Mike Budnik is the recently crowned Combat MMA champion, adding the title to the XFO lightweight belt he won in 2011. The 39-year-old Budnik is also a former professional skater, appearing in the first 10 X Games competitions – long before he turned to punishing his body inside an octagon. Budnik is the owner and lead instructor at Triton MMA School in Woodstock.
Skating is pretty brutal – it’s different than fighting. When I was coming up, if you wanted to learn a trick, you threw it and you fell 100 times before you actually got it. I heard Tony Hawk refer to the falls we take being the equivalent of a good car accident, which meant I spent 10 years getting into car accidents every day.
I never took fighting seriously, I never thought it would turn into anything. I took a fight for fun, won that fight, and never looked back. Honestly, I’ve been sore for 20 years straight. It’s not something I want. It’s not something that I sit here and say, ‘Man, I need to be sore or I need to be banged up.’ But I think [fighting is] just something that I’ve easily been able to excel at because it really doesn’t bother me. I spent so much time beat up from skating. The type of training you’re doing with fighting, you’re getting beat up all the time. The beatings you take in an actual fight are nothing compared to what you go through in training. To be successful, you have to push through all of that intense training and so I think all the years I spent skating kind of numbed me to how bad that actually can be.

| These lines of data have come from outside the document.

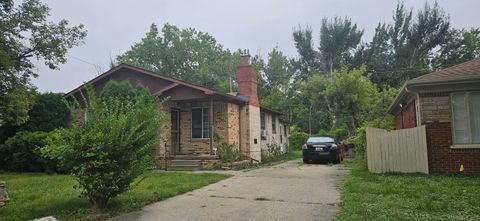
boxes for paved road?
[113,160,347,221]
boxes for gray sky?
[33,0,480,92]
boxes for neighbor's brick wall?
[425,122,480,173]
[420,93,480,173]
[395,100,417,130]
[226,103,240,148]
[420,93,451,123]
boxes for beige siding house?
[65,56,289,166]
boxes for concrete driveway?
[112,160,347,221]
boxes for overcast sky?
[33,0,480,92]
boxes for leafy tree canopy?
[0,0,86,125]
[117,24,244,92]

What hooked me is that I had this little guy who weighed 135, 140 pounds who invited me to try out his jiu jitsu class and I was a pretty accomplished wrestler when I was younger before I started skating. I’m looking at this guy and I’m saying, ‘You’re not going to be able to do anything to me – this is ridiculous.’ The first day of class, I rolled with him and I think he arm-barred me 57 times. It was hands-down the most humbling experience I had ever been through in my entire life. Some people might look at that as a bad thing, but I was pumped. I loved it and all I wanted to do is learn everything these guys knew.
You get these big guys who come into the gym, they’re all roided out – gym rats that are these big, strong, tough guys who sucker punch people in bars and they think they’re going to be able to come in and be the next UFC champion. I’ve got this little 140-pound guy who I always sic on people because he can hold his own with anyone and so (learning) can be very humbling. But you see this little guy who looks like a 12-year-old boy and when he gets a hold of (the tough guys) and tangles them all up and does what he wants with them and knocks them out, it’s pretty satisfying.
When I got into teaching, I wanted to take it seriously. I didn’t want people to train with me just because I had credentials behind me – because that has nothing to do with teaching. I guess there’s a lot of gyms out there but I really consider my place a school. I think I could take someone and make them tough or fast or strong in a few months. If I trained them and just had them spar every day and lift weights every day and train hard, after three to four months, they’re going to be pretty tough and they’re going to be pretty strong, but they’re not going to be skilled. That’s my focus – I really like working with people who want to come in and really want to focus on developing a skill set.